As someone once said - the cat sat on the mat is description. The cat sat on the dogs mat is a story.
So if conflict makes a story, then does it follow that there must be an overarching antagonistic force? I'm not necessarily talking a blood and bones individual antagonist here. For example, look at Harry Potter. The main antagonistic character is Voldermort - but he doesn't truly show up until the last chapters of the first two books, and doesn't even make an appearance in the third.
Instead, often what Harry is fighting for is to be accepted. That's all he wanted from his adoptive family, that's all he wants from school and friends. So anyone making him stand out, either by antagonising him, or making him out to be bigger than he is, or forcing him to be a hero, is a driver of that antagonistic force.
Voldermort is part of that. So is Draco, and Snape, and Ron's jealousy. Individual antagonistic events, but they're all connected by this. As the books go on, Harry's motivations change - revenge, anger, love.
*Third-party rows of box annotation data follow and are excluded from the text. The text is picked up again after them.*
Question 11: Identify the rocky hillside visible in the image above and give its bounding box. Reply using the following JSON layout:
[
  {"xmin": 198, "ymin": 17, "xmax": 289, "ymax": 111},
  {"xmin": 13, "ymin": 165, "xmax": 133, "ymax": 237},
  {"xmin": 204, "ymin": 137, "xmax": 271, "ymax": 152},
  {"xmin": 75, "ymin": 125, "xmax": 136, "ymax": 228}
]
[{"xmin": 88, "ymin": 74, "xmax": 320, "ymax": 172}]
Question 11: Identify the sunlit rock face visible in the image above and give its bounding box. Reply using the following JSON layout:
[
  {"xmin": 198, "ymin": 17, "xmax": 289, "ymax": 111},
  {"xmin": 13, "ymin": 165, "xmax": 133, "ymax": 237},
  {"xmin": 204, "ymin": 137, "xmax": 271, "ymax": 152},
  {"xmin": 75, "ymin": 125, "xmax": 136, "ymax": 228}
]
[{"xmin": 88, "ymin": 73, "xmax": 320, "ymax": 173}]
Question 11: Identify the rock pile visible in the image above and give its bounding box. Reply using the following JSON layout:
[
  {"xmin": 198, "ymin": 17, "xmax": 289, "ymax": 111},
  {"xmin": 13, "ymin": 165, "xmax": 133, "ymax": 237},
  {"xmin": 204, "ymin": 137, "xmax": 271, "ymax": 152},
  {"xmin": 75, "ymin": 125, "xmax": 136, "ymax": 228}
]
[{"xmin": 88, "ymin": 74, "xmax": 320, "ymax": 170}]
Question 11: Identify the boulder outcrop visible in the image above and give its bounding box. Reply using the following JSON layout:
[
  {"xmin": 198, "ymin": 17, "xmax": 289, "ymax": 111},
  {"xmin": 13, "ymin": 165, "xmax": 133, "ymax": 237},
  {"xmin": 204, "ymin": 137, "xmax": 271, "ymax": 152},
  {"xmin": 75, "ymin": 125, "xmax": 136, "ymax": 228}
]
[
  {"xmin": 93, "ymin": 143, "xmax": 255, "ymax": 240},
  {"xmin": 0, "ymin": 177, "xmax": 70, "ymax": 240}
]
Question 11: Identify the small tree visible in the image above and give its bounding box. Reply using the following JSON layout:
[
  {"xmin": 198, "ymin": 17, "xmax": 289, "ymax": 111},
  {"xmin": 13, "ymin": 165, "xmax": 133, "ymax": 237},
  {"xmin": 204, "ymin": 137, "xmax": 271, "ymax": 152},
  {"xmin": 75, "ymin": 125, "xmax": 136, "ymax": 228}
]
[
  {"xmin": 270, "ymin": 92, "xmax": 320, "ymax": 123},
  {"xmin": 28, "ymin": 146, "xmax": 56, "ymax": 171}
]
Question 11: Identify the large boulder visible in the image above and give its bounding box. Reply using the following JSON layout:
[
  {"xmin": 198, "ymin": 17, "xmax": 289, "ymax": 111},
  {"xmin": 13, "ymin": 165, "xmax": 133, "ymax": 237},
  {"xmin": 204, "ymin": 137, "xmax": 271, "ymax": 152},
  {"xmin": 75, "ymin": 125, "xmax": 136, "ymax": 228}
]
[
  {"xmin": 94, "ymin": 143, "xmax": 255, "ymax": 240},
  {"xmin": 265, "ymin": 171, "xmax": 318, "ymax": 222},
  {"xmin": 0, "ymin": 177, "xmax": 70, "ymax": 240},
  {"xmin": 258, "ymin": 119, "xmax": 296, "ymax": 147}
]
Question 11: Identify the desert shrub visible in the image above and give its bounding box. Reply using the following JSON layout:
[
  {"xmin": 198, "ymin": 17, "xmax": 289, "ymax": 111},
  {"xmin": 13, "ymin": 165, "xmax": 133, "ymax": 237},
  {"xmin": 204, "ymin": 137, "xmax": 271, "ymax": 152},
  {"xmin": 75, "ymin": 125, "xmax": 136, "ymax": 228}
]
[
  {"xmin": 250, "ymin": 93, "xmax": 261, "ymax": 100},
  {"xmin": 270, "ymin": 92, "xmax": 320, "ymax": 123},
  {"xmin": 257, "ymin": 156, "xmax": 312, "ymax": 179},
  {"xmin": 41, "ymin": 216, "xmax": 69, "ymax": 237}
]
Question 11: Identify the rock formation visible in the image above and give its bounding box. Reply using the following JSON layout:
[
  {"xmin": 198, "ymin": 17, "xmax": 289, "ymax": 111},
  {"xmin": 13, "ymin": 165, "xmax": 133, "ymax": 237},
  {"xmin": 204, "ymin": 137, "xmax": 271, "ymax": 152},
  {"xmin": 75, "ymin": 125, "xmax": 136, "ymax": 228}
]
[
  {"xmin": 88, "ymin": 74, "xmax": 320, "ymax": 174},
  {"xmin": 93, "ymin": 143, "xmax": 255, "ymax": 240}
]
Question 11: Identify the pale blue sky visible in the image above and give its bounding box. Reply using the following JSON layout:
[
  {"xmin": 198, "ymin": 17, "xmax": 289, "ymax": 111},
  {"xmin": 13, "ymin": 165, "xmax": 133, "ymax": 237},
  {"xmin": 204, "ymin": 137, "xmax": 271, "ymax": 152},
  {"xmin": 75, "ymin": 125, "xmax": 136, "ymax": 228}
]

While there may be many antagonists, they all contribute to the antagonistic force that he is pushing against.
So without an overarching antagonistic force to push against and worry at my main character, I had antagonists, but they were all over the place, and thus, they didn't have much of an impact on my character. They may have been hard for him to defeat, but they didn't force him to change, or weigh him down mentally.
I finally figured out that it was because they had no connection to each other. These events were just the shit he had to get through on a weekly basis. Difficult, yes. Memorable, no.
So I had to think about what my character wanted - to become a doctor and serve his community. Great. But why did he want that?
He wanted that because his brother had bled to death in his arms and he was sick of the fate that was granted to those in his community. So what did he want? He wanted to cheat fate.
And then, suddenly, all my antagonistic forces tied themselves together. Still the same events and people, but if they reminded my MC of the fate he was trying to avoid. They hammered home the message that he would never get out, that his fate would follow him everywhere, stop him from getting his love interest, stop him from achieving his freedom from his fate. As such, these events had a much greater impact.
As individual events, they made things difficult for him. But unless one totally defeated him (in which case it'd be the end of the book), they weren't going to effect much. They were basically scenery. Interesting scenery, but scenery none-the-less.
Tied together, they not only made things hard for the MC, but they shaped the story and how it evolved.
So if you don't have one individual making things hard for your MC, figure out what your MC wants, not just on the surface, but really wants. Your overarching antagonistic force will be that which is in conflict with that foundational need. If you can then adjust all the forces that work against the MC so they reflect, in some small part, this overarching antagonistic force, your conflict will have a much greater impact on the reader. It'll be like he's being constantly hammered by something that doesn't want him to succeed, rather than just having hammers thrown at him.
There is a difference - one is personal, the other is just part of the landscape. And while both are interesting, the personal always has a better effect.